In the aftermath of “The Dark Knight,” Batman had paid a terrible cost to defeat the Joker. The woman he loved was murdered, one of his few allies, Harvey Dent, had died after going insane and Batman himself was vilified for crimes he didn’t commit. Such tragic events placed one of the most popular superheroes into a very unromantic world, one in which the hero’s victory is not assured. The question for audiences going into “The Dark Knight Rises” was whether there was any hope for a happy ending. The answer composed by director Christopher Nolan and his team was a definite yes; even the most tragic heroes have the choice to rise above their demons and find happiness. Batman personifies the idea of putting aside the tragedies of one’s past and finding future happiness, reflected in the joyous final montage in which the mantle of Batman has been put aside, allowing Bruce Wayne to find happiness abroad with his new love. Yet aside from the usual optimistic ideals such as the triumph of good over evil, the most inspiring sentiment of the entire film is arguably the notion that anyone can be a hero; an ideal exemplified by Batman’s final words: “A hero can be anyone, even a man doing something as simple and reassuring as putting a coat around a little boy’s shoulders to let him know that the world hadn’t ended.” Everyday heroism and happy endings are sentiments that not many would have believed possible in the grim world of Gotham City. The payoff of seeing these old fashioned ideals shine through in the end certainly resonated with audiences as “The Dark Knight Rises” rose to over a billion dollars at the box office.

The Avengers

“The Avengers” set numerous box office records when it hit theaters in May of 2012, drawing in audiences with thrilling action, endearing characters and a team-up of heroes teased by Marvel Studios for nearly five years. Yet hidden between the jaw-dropping set pieces, writer/director Joss Whedon sneaks in one word into nearly every interesting conversation of the film: “sentiment.” In fact, the character arc for each hero boils down to a decision of whether or not to abandon ideals in the face of increasingly hostile threats. Captain America struggles with the clash between his old-fashioned patriotism and the seemingly cynical society of the modern world. Bruce Banner considers the sentiment that the curse of being the Hulk could be a blessing used for good.
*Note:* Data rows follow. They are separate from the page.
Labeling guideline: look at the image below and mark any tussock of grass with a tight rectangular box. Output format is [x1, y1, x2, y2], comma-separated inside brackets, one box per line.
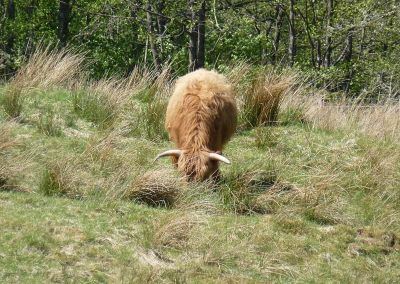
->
[220, 167, 280, 215]
[1, 85, 24, 119]
[254, 126, 279, 149]
[125, 169, 184, 207]
[0, 123, 17, 188]
[39, 160, 92, 198]
[0, 122, 30, 191]
[153, 210, 207, 249]
[240, 69, 297, 128]
[130, 67, 171, 141]
[37, 109, 63, 136]
[1, 44, 85, 118]
[282, 89, 400, 140]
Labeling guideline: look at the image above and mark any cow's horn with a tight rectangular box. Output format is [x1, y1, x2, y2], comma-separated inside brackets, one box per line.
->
[154, 149, 182, 162]
[209, 152, 231, 164]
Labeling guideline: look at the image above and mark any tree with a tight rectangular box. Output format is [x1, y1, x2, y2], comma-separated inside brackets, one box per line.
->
[188, 0, 206, 71]
[58, 0, 74, 46]
[288, 0, 296, 66]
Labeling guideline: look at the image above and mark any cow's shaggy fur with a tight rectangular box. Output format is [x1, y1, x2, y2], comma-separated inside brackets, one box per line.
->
[165, 68, 237, 181]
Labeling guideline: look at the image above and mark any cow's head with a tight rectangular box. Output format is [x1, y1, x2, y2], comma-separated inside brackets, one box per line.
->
[154, 149, 231, 181]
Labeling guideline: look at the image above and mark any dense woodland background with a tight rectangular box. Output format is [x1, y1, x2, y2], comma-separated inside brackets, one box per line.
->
[1, 0, 399, 99]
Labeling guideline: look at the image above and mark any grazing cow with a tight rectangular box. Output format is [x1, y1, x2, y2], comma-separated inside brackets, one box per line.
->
[155, 68, 237, 181]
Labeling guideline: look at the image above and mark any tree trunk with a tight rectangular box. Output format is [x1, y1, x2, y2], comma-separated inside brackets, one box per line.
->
[188, 0, 198, 71]
[197, 0, 206, 69]
[130, 1, 142, 68]
[316, 40, 322, 68]
[58, 0, 72, 46]
[288, 0, 296, 66]
[343, 28, 353, 93]
[5, 0, 15, 55]
[271, 4, 283, 65]
[156, 0, 166, 53]
[298, 5, 316, 67]
[324, 0, 333, 67]
[146, 1, 161, 70]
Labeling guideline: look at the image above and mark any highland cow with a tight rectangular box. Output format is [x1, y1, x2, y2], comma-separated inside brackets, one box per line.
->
[155, 68, 237, 181]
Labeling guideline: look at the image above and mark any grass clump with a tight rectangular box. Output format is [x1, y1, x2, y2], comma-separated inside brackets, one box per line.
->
[39, 165, 70, 197]
[130, 68, 171, 141]
[72, 90, 116, 128]
[132, 87, 168, 141]
[219, 167, 279, 215]
[39, 160, 91, 198]
[125, 169, 183, 207]
[1, 44, 84, 119]
[37, 109, 63, 136]
[0, 123, 17, 188]
[1, 86, 24, 118]
[240, 69, 297, 128]
[0, 122, 29, 191]
[254, 126, 279, 149]
[153, 210, 207, 249]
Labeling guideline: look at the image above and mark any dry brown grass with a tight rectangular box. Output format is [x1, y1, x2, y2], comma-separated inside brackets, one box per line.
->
[240, 69, 298, 127]
[0, 123, 17, 188]
[153, 210, 207, 249]
[2, 44, 85, 118]
[225, 61, 252, 93]
[282, 89, 400, 140]
[39, 159, 95, 198]
[12, 44, 85, 90]
[0, 122, 32, 191]
[125, 169, 185, 207]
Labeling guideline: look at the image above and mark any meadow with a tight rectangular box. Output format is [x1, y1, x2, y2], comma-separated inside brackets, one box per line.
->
[0, 46, 399, 283]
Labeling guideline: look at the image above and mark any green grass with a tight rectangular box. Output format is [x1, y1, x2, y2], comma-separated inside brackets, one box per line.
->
[1, 84, 399, 282]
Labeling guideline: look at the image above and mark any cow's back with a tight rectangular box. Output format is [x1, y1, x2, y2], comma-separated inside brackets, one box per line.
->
[165, 69, 237, 151]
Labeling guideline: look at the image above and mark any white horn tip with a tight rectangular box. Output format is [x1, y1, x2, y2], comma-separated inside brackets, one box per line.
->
[209, 152, 231, 164]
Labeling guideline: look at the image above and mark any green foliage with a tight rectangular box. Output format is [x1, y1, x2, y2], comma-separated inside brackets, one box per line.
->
[1, 0, 399, 99]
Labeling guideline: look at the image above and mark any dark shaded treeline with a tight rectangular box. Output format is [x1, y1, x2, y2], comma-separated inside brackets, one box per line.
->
[1, 0, 399, 98]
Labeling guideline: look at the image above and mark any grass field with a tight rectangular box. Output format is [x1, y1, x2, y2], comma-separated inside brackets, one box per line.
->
[1, 48, 399, 282]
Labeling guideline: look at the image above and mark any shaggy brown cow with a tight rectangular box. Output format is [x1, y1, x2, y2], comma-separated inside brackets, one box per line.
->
[155, 68, 237, 181]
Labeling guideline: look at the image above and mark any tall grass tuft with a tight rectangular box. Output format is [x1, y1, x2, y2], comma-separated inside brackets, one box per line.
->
[130, 67, 172, 141]
[0, 122, 32, 191]
[281, 88, 400, 140]
[71, 66, 159, 129]
[1, 44, 85, 118]
[38, 160, 92, 198]
[153, 210, 207, 249]
[0, 123, 18, 188]
[240, 69, 297, 128]
[37, 109, 63, 136]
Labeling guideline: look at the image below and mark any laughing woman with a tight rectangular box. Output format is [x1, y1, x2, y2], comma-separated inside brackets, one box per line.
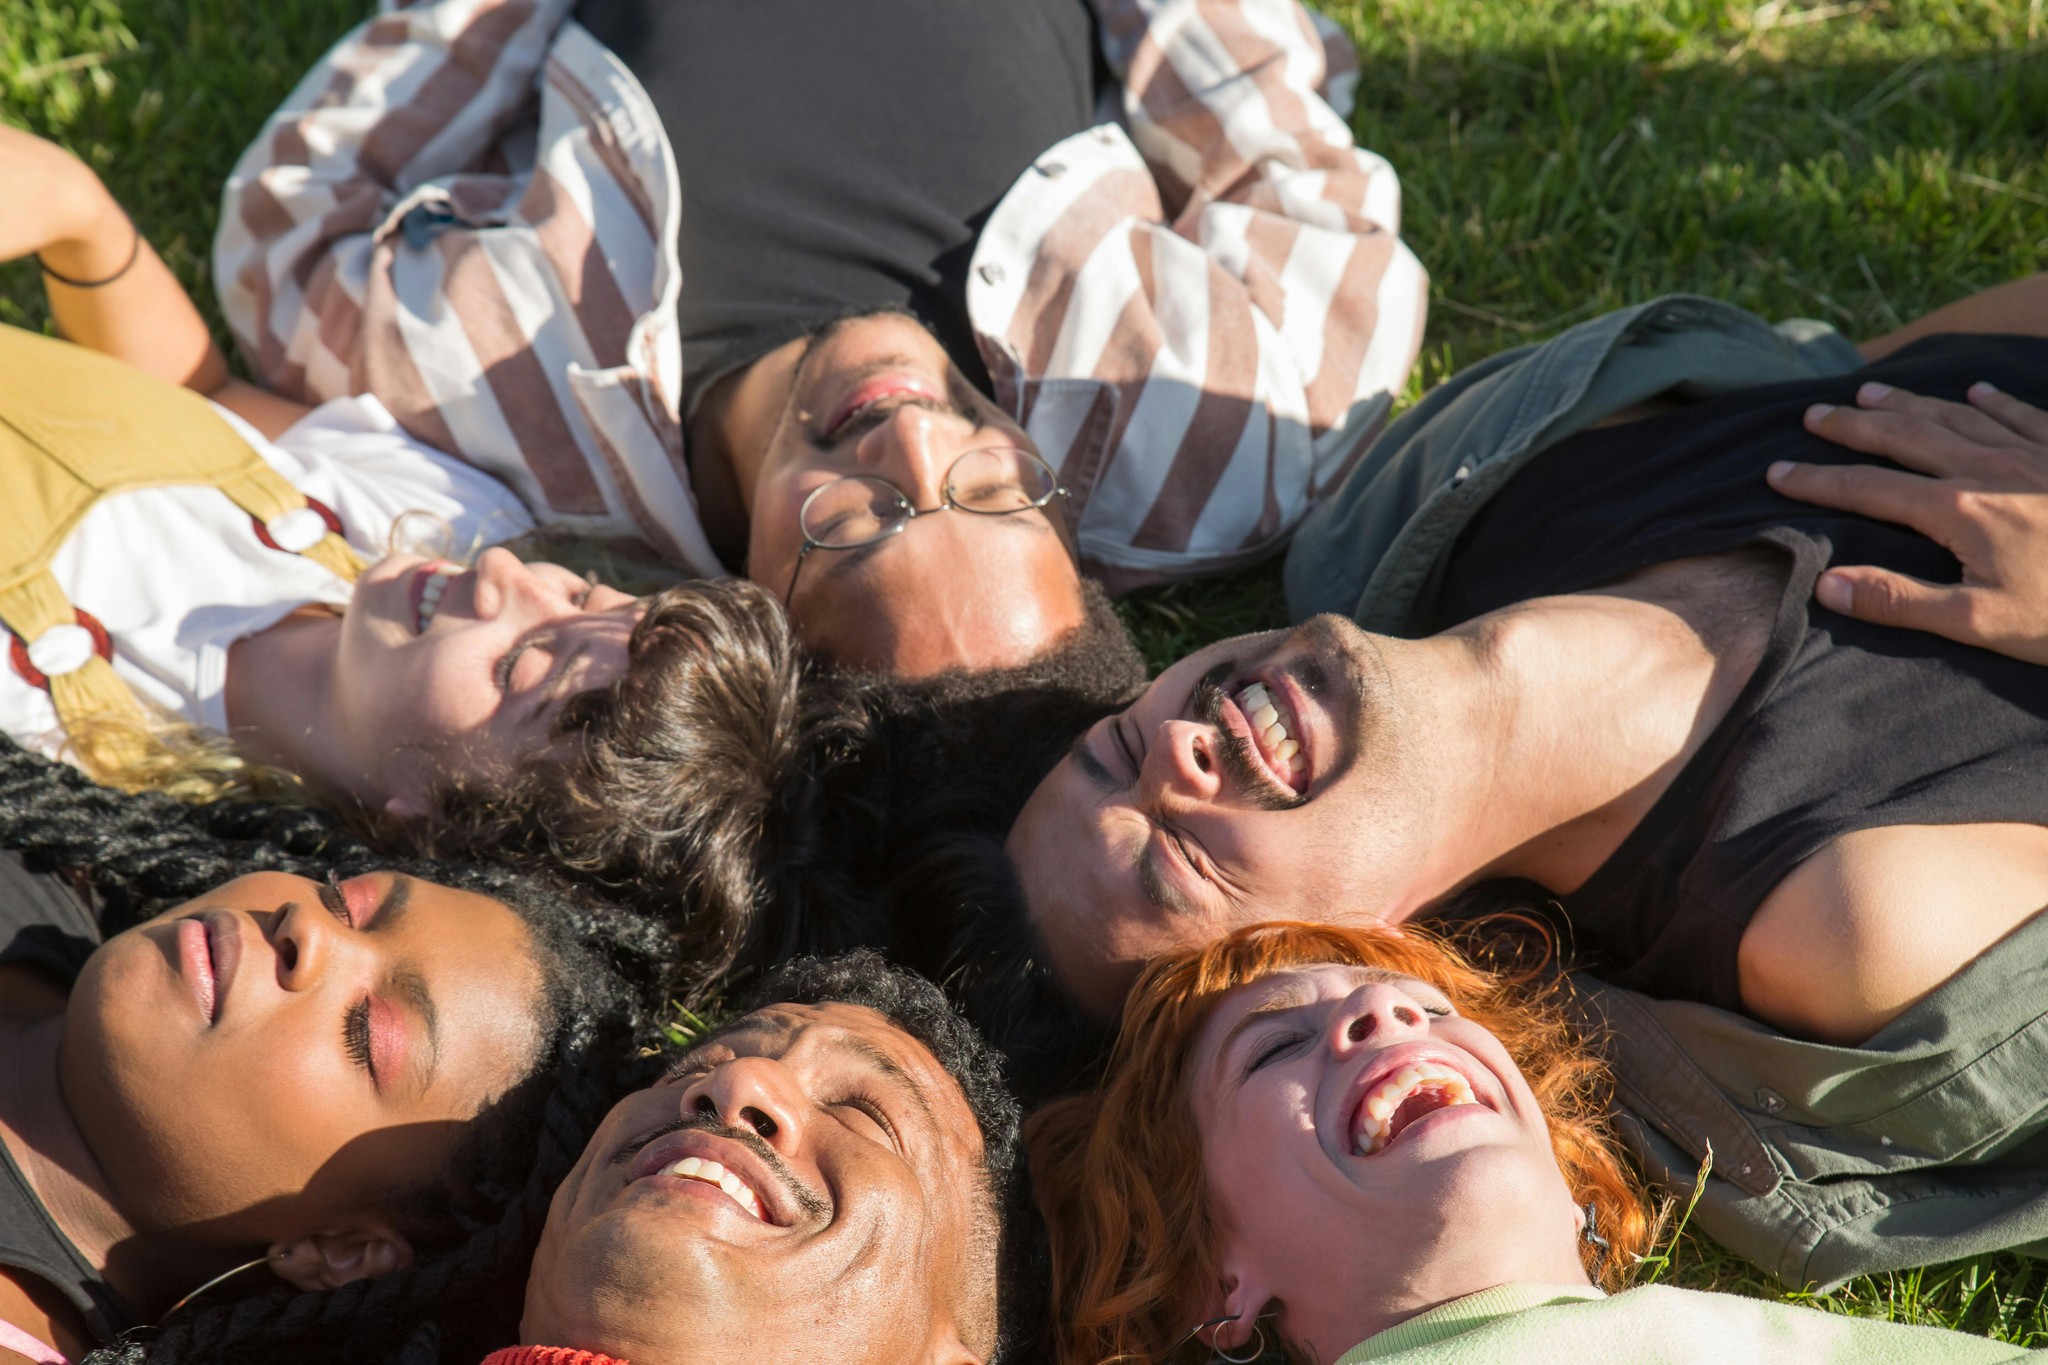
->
[0, 127, 825, 964]
[1030, 922, 2035, 1365]
[0, 742, 669, 1364]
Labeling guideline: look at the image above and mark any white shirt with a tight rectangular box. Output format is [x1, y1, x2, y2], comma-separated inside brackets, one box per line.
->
[1, 394, 534, 762]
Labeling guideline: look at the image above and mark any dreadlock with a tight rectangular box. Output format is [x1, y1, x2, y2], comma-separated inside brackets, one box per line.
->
[0, 742, 675, 1363]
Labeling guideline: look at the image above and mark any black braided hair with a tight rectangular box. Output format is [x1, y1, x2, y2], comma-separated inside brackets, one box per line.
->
[0, 743, 674, 1363]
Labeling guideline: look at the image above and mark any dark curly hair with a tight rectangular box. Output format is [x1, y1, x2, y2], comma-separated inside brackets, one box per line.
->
[421, 576, 854, 986]
[0, 743, 673, 1363]
[736, 950, 1044, 1365]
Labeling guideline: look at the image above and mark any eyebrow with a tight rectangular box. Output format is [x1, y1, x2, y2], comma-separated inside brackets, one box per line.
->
[372, 875, 413, 931]
[393, 963, 440, 1092]
[1070, 726, 1116, 790]
[831, 1032, 937, 1134]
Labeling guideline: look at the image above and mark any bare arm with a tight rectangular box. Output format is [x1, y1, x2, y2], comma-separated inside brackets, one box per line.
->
[1859, 272, 2048, 361]
[1766, 381, 2048, 665]
[0, 125, 308, 437]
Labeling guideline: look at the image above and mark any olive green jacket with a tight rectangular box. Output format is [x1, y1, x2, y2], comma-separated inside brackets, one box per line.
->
[1333, 1283, 2042, 1363]
[1282, 297, 2048, 1287]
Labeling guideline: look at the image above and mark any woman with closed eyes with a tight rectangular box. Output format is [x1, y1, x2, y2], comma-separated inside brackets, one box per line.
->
[1029, 922, 2035, 1365]
[1, 126, 825, 969]
[0, 743, 669, 1365]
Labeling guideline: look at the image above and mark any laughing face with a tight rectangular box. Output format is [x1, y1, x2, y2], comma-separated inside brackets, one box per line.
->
[63, 871, 544, 1261]
[522, 1000, 991, 1365]
[327, 546, 645, 811]
[1006, 614, 1436, 1017]
[741, 312, 1085, 676]
[1187, 965, 1585, 1359]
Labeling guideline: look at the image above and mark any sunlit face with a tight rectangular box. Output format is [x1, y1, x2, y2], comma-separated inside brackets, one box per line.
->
[742, 313, 1085, 677]
[1007, 615, 1431, 1017]
[64, 871, 544, 1244]
[332, 547, 646, 807]
[523, 1001, 990, 1365]
[1187, 965, 1582, 1361]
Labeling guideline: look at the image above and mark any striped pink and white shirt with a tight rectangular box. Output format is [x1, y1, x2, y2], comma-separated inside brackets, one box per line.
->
[216, 0, 1427, 590]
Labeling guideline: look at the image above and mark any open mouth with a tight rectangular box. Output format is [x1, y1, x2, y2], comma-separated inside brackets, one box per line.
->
[1227, 678, 1307, 794]
[1351, 1058, 1482, 1156]
[410, 563, 458, 635]
[822, 374, 944, 441]
[649, 1156, 766, 1221]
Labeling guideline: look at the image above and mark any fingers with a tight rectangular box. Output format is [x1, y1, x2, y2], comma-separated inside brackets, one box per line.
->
[1766, 459, 1951, 541]
[1967, 381, 2048, 446]
[1800, 388, 2012, 482]
[1855, 380, 2036, 450]
[1813, 565, 1978, 643]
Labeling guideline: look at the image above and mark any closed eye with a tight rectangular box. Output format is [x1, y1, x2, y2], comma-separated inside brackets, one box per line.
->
[1249, 1031, 1306, 1073]
[833, 1091, 900, 1147]
[344, 997, 375, 1078]
[318, 873, 353, 929]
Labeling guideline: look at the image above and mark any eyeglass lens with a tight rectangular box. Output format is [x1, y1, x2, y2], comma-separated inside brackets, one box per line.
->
[799, 448, 1058, 549]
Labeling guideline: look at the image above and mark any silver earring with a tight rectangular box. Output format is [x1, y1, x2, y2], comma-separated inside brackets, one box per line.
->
[1582, 1201, 1611, 1261]
[1169, 1311, 1271, 1363]
[161, 1251, 281, 1320]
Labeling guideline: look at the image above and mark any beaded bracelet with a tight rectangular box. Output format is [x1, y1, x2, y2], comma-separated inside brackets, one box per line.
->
[37, 212, 141, 289]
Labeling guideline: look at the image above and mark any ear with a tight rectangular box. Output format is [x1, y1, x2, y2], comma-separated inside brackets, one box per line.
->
[1200, 1250, 1275, 1356]
[381, 792, 431, 823]
[267, 1220, 416, 1292]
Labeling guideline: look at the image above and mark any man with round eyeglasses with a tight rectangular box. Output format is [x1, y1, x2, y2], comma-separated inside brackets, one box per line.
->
[219, 0, 1426, 678]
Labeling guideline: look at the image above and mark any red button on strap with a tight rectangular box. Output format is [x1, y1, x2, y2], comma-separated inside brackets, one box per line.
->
[9, 608, 115, 691]
[252, 495, 345, 554]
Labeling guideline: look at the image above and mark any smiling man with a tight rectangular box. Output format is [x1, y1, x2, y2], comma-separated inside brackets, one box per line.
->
[503, 950, 1028, 1365]
[219, 0, 1426, 677]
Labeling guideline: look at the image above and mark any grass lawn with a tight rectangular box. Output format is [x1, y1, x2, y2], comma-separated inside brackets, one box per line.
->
[5, 0, 2048, 1343]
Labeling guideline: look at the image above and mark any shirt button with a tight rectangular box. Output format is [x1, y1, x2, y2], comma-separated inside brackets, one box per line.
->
[978, 263, 1007, 286]
[1039, 160, 1066, 178]
[1449, 462, 1473, 488]
[1755, 1087, 1787, 1115]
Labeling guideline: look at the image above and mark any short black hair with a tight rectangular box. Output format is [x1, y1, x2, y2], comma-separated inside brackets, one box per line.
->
[741, 951, 1041, 1364]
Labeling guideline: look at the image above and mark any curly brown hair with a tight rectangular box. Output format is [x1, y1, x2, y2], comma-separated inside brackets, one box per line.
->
[1026, 920, 1653, 1365]
[423, 576, 857, 982]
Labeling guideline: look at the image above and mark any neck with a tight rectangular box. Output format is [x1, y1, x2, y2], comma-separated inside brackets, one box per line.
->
[223, 606, 349, 791]
[0, 1012, 245, 1322]
[1374, 559, 1771, 913]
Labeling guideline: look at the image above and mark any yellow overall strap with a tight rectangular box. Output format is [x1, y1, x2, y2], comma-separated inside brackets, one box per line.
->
[0, 325, 365, 784]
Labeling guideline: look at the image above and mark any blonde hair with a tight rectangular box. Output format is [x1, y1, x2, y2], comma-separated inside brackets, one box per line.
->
[1027, 921, 1653, 1365]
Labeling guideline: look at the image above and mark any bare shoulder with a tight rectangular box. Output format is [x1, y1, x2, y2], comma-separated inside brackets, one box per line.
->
[1739, 822, 2048, 1044]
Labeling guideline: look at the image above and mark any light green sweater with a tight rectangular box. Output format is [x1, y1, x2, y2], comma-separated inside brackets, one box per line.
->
[1335, 1284, 2043, 1364]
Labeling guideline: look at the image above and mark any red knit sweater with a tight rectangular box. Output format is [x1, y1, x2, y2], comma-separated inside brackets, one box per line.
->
[479, 1348, 629, 1365]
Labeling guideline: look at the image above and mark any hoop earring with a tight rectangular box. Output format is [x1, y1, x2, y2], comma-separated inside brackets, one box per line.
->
[162, 1251, 281, 1320]
[1168, 1311, 1272, 1364]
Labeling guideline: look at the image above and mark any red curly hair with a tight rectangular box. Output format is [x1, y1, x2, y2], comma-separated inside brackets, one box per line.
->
[1027, 921, 1652, 1365]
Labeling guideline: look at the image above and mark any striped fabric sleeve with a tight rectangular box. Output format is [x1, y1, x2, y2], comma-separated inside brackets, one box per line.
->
[998, 0, 1427, 588]
[213, 0, 720, 571]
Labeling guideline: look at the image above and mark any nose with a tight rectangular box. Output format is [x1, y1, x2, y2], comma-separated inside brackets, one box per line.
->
[269, 899, 343, 992]
[1139, 717, 1225, 806]
[853, 402, 969, 508]
[1329, 982, 1433, 1055]
[682, 1057, 809, 1158]
[469, 547, 558, 621]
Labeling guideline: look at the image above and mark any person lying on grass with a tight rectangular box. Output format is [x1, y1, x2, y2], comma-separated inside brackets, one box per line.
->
[484, 950, 1033, 1365]
[0, 128, 827, 964]
[0, 743, 668, 1365]
[1030, 921, 2038, 1365]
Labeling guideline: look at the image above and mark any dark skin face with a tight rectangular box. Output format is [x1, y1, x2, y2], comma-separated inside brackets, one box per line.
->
[522, 1001, 990, 1365]
[703, 313, 1087, 677]
[63, 871, 544, 1262]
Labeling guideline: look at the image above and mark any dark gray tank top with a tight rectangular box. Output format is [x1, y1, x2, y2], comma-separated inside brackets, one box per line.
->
[0, 849, 135, 1342]
[1420, 334, 2048, 1010]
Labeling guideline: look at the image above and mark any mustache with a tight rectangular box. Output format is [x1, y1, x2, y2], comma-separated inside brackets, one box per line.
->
[1194, 670, 1306, 812]
[613, 1112, 832, 1222]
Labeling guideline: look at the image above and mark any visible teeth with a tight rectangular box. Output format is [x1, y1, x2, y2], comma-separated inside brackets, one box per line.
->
[1276, 738, 1300, 762]
[416, 569, 453, 633]
[1353, 1061, 1480, 1155]
[1251, 703, 1279, 730]
[659, 1157, 765, 1220]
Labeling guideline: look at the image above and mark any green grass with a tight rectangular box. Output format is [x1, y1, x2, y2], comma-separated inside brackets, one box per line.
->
[7, 0, 2048, 1339]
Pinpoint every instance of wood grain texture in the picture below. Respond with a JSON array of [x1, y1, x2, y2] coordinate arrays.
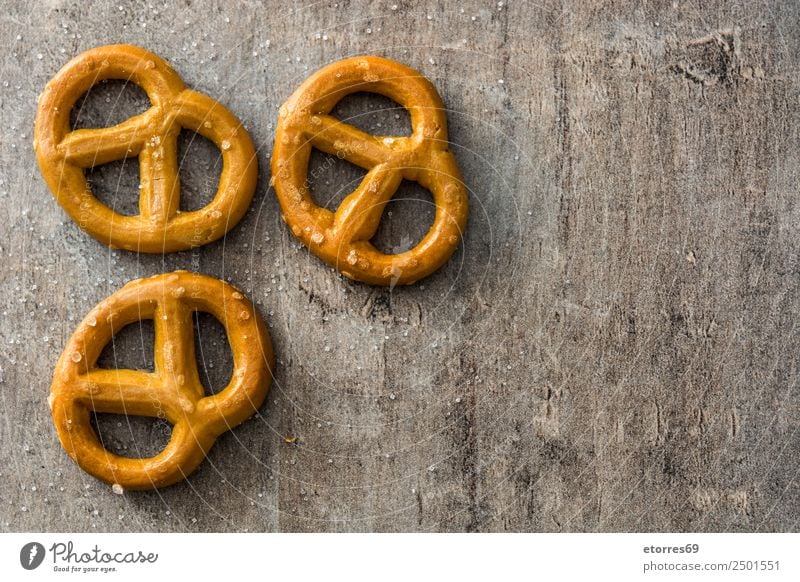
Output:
[[0, 0, 797, 532]]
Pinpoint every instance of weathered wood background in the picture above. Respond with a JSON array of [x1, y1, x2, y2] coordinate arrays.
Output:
[[1, 0, 798, 532]]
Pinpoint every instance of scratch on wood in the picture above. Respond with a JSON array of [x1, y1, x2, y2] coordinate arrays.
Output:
[[653, 399, 662, 445], [730, 408, 739, 438]]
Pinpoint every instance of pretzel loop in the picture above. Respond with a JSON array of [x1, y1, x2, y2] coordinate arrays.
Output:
[[272, 56, 469, 285], [34, 44, 257, 253], [49, 271, 274, 490]]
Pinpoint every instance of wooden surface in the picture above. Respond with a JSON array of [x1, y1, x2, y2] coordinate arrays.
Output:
[[1, 0, 798, 532]]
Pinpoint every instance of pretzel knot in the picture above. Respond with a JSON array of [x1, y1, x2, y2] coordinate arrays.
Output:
[[34, 44, 257, 253], [49, 271, 274, 490], [272, 56, 469, 285]]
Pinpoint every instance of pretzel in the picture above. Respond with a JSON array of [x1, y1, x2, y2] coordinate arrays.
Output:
[[34, 44, 257, 253], [271, 56, 469, 285], [49, 271, 274, 490]]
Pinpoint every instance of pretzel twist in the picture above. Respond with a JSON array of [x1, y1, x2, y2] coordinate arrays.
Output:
[[49, 271, 274, 490], [34, 44, 257, 253], [271, 56, 469, 285]]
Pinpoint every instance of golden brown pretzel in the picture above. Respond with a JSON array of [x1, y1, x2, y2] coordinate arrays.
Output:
[[271, 56, 469, 285], [49, 271, 274, 490], [34, 44, 257, 253]]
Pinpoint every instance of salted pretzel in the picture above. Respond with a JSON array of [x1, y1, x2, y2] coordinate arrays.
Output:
[[49, 271, 274, 490], [271, 56, 469, 285], [34, 44, 257, 253]]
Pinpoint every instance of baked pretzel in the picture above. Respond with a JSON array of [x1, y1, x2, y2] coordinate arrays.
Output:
[[34, 44, 257, 253], [271, 56, 469, 285], [49, 271, 274, 490]]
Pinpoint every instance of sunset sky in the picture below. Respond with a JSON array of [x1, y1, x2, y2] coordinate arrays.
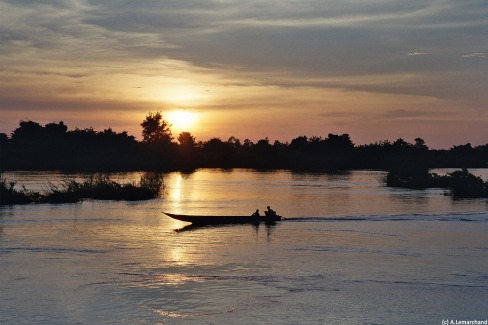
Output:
[[1, 0, 487, 148]]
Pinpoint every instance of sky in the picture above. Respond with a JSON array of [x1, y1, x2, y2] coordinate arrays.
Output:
[[1, 0, 487, 148]]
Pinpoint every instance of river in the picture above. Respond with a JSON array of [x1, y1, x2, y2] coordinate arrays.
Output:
[[1, 169, 487, 324]]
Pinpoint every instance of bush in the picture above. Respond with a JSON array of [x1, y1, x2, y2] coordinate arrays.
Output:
[[46, 174, 163, 202], [385, 167, 488, 198], [1, 173, 164, 205], [42, 174, 164, 202], [0, 178, 33, 204], [444, 169, 488, 198], [384, 162, 432, 189]]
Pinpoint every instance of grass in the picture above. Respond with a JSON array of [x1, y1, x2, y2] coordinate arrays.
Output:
[[0, 173, 164, 205], [0, 178, 34, 204]]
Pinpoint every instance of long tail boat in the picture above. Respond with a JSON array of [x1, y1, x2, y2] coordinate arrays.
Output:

Even the supposedly impeccable Iron Man must confront whether or not he is capable of sacrificing his life for the greater good. Yet the defining moment of the film’s exploration of sentiment is presented through Nick Fury’s final conversation with Iron Man and Captain America. Fury regrettably admits that the concept of a superhero team saving the day might not work in today’s world; is the idea of a team of individuals coming together to accomplish more than they could apart nothing more than an old fashioned sentiment? Moreover in an industry of increasingly “edgy” and “dark” blockbusters, can a movie with old fashioned ideas of adventure and heroism compete? The answer is a resounding yes for both questions; the heroes are able to put aside their differences to fight for the common good and audiences helped “The Avengers” shatter box office records by flocking to theaters.

A Return To Form

2012 was the year in which blockbuster franchises returned to form as box office records were shattered and multiple films approached the billion dollar mark. These blockbusters were marked by quality development of endearing characters, exciting action set pieces and intelligent stories powered by old fashioned sentimentality. A combination of heroic ideals, entertainment and, most of all, happy endings is a brew that could help even the most cynical of modern moviegoers to feel a bit more optimistic in a stressful modern world. The question now is whether Hollywood will produce even more big-budget films fueled by sentimentality rather than spectacle and whether audiences will continue to lineup for them week after week.